Patten, a fellow veteran of the IRI in Moscow, formed the company with Kilimnik in Washington in 2015. Together they did political consultancy work in Ukraine and unregistered lobbying in the US, according to court filings, and were paid more than $1m in all. A spokesperson for Lyovochkin denied he had supplied the funds. Kilimnik was not charged in Patten’s case.

Investigators will also be reviewing emails and other communications sent by Kilimnik since 2016. When charging Kilimnik in June with obstructing justice, Mueller published more than a dozen messages Kilimnik sent to a pair of witnesses early this year over the encrypted messaging applications WhatsApp and Telegram.

“My friend P is looking for ways to connect to you to pass you several messages,” Kilimnik wrote in one message. “Can we arrange that.” Kilimnik and Manafort are charged with conspiring to urge two associates to lie in order to cover up unregistered lobbying work in the US by influential European figures they had recruited in a secret scheme to help Yanukovych bolster his image in America.

Before that, Mueller’s team caught Kilimnik and Manafort emailing about ghost-writing an article defending Manafort, which was to be published in the name of a former Ukrainian government spokesman while Manafort awaited trial in Virginia this year. The discovery led a judge to reprimand Manafort, who was ultimately convicted on eight counts of bank fraud, tax evasion and other financial misdeeds.

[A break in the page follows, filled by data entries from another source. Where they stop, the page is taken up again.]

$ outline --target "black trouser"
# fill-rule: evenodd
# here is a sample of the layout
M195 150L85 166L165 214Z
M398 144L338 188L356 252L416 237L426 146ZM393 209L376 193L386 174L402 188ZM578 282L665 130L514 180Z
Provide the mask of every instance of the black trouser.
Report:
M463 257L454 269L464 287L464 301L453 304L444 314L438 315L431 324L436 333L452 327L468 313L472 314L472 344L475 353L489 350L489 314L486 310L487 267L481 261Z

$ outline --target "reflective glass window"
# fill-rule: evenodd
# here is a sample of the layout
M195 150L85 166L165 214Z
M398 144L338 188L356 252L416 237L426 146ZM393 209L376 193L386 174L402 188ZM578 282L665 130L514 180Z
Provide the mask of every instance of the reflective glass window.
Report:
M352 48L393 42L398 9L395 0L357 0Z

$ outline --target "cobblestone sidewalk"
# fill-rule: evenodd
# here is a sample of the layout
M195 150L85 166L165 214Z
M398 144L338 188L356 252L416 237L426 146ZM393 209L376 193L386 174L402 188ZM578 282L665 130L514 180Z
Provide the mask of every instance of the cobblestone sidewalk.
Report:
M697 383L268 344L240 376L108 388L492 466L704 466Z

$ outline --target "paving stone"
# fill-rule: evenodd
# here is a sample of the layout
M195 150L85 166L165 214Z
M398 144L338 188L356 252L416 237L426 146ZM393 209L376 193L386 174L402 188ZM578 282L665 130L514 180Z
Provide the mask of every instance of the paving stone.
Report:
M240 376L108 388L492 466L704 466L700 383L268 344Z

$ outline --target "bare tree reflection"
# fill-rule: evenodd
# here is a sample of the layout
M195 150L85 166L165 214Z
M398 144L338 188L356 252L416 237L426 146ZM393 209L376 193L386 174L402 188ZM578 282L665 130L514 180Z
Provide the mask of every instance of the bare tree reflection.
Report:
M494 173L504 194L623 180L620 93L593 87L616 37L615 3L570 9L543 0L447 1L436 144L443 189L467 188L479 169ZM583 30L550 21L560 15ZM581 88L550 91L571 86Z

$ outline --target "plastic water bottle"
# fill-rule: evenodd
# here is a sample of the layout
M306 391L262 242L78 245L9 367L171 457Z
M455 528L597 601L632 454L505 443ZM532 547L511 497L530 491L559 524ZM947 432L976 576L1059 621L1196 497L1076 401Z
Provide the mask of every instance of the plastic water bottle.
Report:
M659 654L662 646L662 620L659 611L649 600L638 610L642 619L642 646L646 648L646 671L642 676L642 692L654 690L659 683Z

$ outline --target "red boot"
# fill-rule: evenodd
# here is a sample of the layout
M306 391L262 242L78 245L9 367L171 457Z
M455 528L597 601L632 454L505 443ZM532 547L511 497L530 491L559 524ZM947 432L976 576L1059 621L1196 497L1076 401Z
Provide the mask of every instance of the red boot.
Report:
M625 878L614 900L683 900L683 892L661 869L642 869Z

Another Kilimnik link with Manafort was highlighted during the trial, when testimony indicated the Russian was listed as the beneficial owner on some of the 31 offshore accounts that were used by Manafort in his financial scheming.

Perhaps significantly, Mueller court filings also revealed that Kilimnik had numerous contacts with Gates in the weeks just before the 2016 election.

John Herbst, a former US ambassador to Ukraine, who now directs the Atlantic Council’s Eurasia Center, said he thought it “highly likely” that Kilimnik retained his ties to Russian intelligence through the 2016 elections. “It would be in his interest to keep them informed and channel information to them,” said Herbst.